Water, machine learning to understand it better.
The density of water and the liquid-liquid phase transition: new insights from quantum chemistry and machine learning.
Water has puzzled scientists for decades. Over the past 30 years or so, they have theorized that, when cooled to a very low temperature like -100°C, water might be able to separate into two liquid phases of different densities. Like oil and water, these phases don’t mix and may help explain other strange behaviors of water, such as the fact that it becomes less dense as it cools. However, it is nearly impossible to study this phenomenon in the laboratory because water crystallizes into ice quickly at such low temperatures. Now, new research from the Georgia Institute of Technology uses machine learning models to better understand the phase changes of water, opening new avenues for a better theoretical understanding of various substances. With this technique, the researchers found strong computational evidence to support the liquid-liquid transition of water (some types of phase transitions are solid-liquid, solid-gas, liquid-gas transitions) that can be applied to real systems that use water to function.

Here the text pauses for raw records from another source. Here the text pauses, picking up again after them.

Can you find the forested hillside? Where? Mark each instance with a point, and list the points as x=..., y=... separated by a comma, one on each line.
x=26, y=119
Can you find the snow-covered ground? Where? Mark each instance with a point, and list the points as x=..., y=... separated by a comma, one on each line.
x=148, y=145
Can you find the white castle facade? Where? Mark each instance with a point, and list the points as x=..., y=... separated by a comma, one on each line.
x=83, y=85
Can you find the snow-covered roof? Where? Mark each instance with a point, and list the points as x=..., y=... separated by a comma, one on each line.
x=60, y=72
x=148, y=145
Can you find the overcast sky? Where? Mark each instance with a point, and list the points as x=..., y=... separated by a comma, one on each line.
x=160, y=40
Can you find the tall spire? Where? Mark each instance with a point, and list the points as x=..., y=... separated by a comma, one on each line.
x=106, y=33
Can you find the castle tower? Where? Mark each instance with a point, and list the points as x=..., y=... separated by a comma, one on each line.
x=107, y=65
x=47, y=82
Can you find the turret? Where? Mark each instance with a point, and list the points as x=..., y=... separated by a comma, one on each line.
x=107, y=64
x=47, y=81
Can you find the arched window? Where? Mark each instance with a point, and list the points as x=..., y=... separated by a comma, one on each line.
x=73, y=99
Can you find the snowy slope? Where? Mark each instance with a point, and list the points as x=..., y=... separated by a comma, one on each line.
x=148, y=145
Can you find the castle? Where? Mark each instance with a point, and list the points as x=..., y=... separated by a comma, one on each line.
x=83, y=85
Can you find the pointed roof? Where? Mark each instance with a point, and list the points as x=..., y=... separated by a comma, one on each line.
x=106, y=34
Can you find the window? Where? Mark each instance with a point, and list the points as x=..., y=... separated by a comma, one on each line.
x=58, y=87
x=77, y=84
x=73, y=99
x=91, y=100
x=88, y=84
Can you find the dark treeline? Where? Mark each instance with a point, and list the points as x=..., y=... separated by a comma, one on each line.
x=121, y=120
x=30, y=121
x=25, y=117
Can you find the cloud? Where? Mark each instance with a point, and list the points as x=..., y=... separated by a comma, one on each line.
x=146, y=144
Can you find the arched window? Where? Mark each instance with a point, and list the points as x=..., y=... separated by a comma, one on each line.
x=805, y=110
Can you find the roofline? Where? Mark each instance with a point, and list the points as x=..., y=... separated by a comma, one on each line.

“We’re doing this with very detailed quantum chemistry calculations that try to get as close to the physics and real physical chemistry of water as possible,” said Thomas Gartner, an assistant professor in Georgia Tech’s School of Chemical and Biomolecular Engineering. “It’s the first time we’ve been able to study this transition with this level of precision .”
The research is presented in the article “Liquid-Liquid Transition in Water From First Principles,” published in the journal Physical Review Letters, with co-authors from Princeton University.
To better understand how water interacts, the researchers ran molecular simulations on supercomputers , which Gartner likened to a virtual microscope . “If you had an infinitely powerful microscope, you could zoom down to the level of individual molecules and watch them move and interact in real time,” she said. “That’s what we’re doing, creating almost a computational film.”
Researchers analyzed the motion of molecules and characterized the structure of the liquid at different water temperatures and pressures , simulating the phase separation between high- and low-density liquids. They collected a lot of data, ran some simulations for a year, and kept refining their algorithms to get more accurate results. Even a decade ago it wouldn’t have been possible to run simulations this long and detailed, but today machine learning offers a shortcut. The researchers used a machine learning algorithm that calculated the energy of the interactions between the molecules of water. This model computed much faster than traditional techniques, allowing simulations to proceed much more efficiently.
Machine learning isn’t perfect, so these lengthy simulations also improved the accuracy of predictions. The researchers were careful to test their predictions with different kinds of simulation algorithms. When multiple simulations gave similar results, the accuracy of the predictions was validated. “One of the challenges of this work is that there aren’t a lot of data to deal with, because it’s a nearly impossible problem to study experimentally,” Gartner said. “We’re really pushing the envelope, and that’s another reason why it’s so important that we try to do it using different computational techniques.”
Beyond the water
Some of the conditions tested by the researchers were extremes that probably don’t exist directly on Earth, but could potentially be present in various aquatic environments in the solar system, from the oceans of Europa to the water in the center of comets. But these findings could also help researchers better explain and predict water’s strange and complex physical chemistry, informing water use in industrial processes , developing climate models , and more.
According to Gartner, the work is even more generalizable. Water is a well-studied research area, but this methodology could be extended to other hard-to-simulate materials, such as polymers, or complex phenomena such as chemical reactions, Gartner said. “We now have this very powerful new computational technique, but we don’t yet know what the limitations are, and there is a lot of room to advance the field.”